While the issue is not discussed by the Gemara or the Shulchan Aruch, there are several poskim (Nachala Le’yoshua 29, Avnei Neizer CM 17, Maharshag (3, 117)) who rule that the prohibition applies only to the buyer. Therefore, in your situation, if you do not have an issue of mechusar amono and you back out of your agreement because you found a customer who is willing to pay you a higher price, you would not violate the prohibition of oni hamehapeich.

However, if you do sell to the one who made a better offer, even though you would not violate the prohibition of onei hamehapeich, nevertheless, you will be enabling the second customer to violate the prohibition of oni hamehapeich.

Enabling the second customer to violate this prohibition involves another issue. The issue is lifnei iveir. The Torah forbids helping a person to violate a Torah prohibition. Thus, the Gemara (Avodo Zoro 6B) rules that one may not hand a piece of eiver min hachai, meat of an animal that was taken when it is still alive, to a gentile since the gentile is not allowed to eat it.

In your case, the violation of oni hamehapeich is rabbinic. There is a major dispute among the Rishonim concerning the issue of lifnei iveir when the prohibition is rabbinic. Some rishonim, including Rabbeinu Tam (Tosafos Avodo Zoro 22A, as explained by Minchas Chinuch (232, 4)), maintain that the prohibition is from the Torah, namely, even when the violator only transgresses a rabbinic prohibition, nevertheless the one who assists him transgresses a Torah prohibition! Other rishonim, including the Ramban (Commentary to Avodo Zoro 22A), maintain that there is no prohibition at all. A third opinion is that there is a rabbinic prohibition.

This prohibition applies in your situation since without you, the second customer could not violate the prohibition.

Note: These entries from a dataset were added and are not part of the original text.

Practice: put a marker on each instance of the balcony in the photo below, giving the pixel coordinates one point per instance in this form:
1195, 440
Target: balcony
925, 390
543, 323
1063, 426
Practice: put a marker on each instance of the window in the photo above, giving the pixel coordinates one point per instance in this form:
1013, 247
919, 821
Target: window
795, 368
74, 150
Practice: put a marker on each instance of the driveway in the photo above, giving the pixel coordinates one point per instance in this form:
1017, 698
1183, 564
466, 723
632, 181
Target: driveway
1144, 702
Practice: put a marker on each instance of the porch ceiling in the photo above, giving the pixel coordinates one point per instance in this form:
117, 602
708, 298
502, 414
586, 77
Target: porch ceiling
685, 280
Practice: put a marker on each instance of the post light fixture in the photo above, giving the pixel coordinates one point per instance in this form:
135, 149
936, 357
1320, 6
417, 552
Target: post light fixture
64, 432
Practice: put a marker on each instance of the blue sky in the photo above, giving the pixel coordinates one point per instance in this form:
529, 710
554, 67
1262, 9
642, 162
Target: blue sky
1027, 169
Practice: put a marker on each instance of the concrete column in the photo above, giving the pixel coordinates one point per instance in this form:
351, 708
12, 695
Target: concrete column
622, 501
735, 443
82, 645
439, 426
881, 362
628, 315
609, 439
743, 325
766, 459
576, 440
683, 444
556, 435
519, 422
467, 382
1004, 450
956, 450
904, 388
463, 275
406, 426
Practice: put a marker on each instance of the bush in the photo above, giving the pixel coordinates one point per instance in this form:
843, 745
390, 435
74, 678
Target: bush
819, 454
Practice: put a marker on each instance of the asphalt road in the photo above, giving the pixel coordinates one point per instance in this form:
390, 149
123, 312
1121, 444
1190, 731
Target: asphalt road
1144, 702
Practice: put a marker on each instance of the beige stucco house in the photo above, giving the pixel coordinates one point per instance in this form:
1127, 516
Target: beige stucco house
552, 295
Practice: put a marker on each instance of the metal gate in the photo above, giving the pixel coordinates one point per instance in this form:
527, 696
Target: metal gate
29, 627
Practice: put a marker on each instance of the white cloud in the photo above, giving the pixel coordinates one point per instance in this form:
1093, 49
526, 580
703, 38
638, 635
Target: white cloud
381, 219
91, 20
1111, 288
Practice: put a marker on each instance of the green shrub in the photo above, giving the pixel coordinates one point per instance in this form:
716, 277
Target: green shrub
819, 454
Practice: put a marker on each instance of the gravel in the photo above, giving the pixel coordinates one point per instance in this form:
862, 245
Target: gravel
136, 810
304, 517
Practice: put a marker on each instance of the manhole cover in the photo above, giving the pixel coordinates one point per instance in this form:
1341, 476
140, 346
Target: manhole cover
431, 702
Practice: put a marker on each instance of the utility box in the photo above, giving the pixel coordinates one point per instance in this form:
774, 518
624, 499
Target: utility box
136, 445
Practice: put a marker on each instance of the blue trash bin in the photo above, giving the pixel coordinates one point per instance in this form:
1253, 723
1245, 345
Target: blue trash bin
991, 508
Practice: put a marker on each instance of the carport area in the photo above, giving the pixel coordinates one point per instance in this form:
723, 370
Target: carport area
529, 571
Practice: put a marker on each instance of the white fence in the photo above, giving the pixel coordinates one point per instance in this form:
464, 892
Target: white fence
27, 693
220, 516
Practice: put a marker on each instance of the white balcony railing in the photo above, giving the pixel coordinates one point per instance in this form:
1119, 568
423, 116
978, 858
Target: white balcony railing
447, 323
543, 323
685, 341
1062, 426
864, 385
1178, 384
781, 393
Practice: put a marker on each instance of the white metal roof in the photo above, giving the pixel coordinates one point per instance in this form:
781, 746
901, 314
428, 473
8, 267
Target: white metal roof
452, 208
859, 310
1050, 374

Therefore, in your situation, if you sell to the one who offered you the extra thirty thousand dollars you would, according to many, transgress two prohibitions. But if you sell to a customer who did not approach you, you would violate just one prohibition.

In conclusion: You must sell to the first customer and if you sell to the second customer you will violate two prohibitions, one of them perhaps, from the Torah: one is being a mechusar amono and the second lifnei iveir. If you sell to someone else or even take the house off the market, you will violate one prohibition of being a mechusar amono.